Multiple terrorist organizations displayed the capability and intent to strike at targets across the region and to garner influence in states undergoing political transitions. Al-Qa’ida in the Arabian Peninsula gained more physical territory in Yemen as the result of the political turmoil. Al-Qa’ida in Iraq – even with diminished leadership and capabilities – continued to conduct attacks across Iraq, while Shia militants largely ceased attacks but continued to threaten U.S. targets in Iraq. Al-Qa’ida in the Islamic Maghreb (AQIM) conducted attacks against Algerian government targets and undertook kidnappings elsewhere to extort ransoms. Hizballah in Lebanon remained a significant threat to the stability of Lebanon and the broader region. In Israel and the Palestinian territories, several groups maintained the capability to launch attacks and acquired sophisticated weaponry from outside the country.
Iran (see Chapter 3, State Sponsors of Terrorism), continued to be the world’s leading sponsor of terrorist activity. In addition to engaging in its own terrorist plotting, the Iranian government continued to provide financial, material, and logistical support for terrorist and militant groups throughout the Middle East. Despite its pledge to support the stabilization of Iraq, Iran continued to provide lethal support, including weapons, training, funding, and guidance, to Iraqi Shia militant groups targeting U.S. and Iraqi forces.

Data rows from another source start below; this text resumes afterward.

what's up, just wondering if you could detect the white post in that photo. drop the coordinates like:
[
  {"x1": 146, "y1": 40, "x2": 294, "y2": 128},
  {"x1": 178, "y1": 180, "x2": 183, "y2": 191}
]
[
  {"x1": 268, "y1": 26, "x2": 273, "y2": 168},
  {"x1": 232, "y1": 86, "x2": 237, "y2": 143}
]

Governments across the region improved their own counterterrorism capabilities despite these persistent threats, effectively disrupting the activities of a number of terrorists. The Iraqi government displayed increased capability and efficacy in pursuing multiple Sunni extremist groups. Though AQIM’s presence and activity in the Sahel remains worrisome, the group’s isolation in Algeria grew as Algeria increased its already substantial efforts to target the group.
While Saudi Arabia remained vulnerable because of the increased instability in Yemen, its efforts to put an end to domestic terrorist activity remained resolute; the Saudi government displayed professionalism in tactical counterterrorism operations and counterterrorist finance. Israel and the Palestinian Authority also worked to diminish the threat posed by various Palestinian terrorist groups and Hizballah, including stopping weapons smuggling in and around Gaza and suicide bombers attempting to attack Israel via Gaza and the West Bank.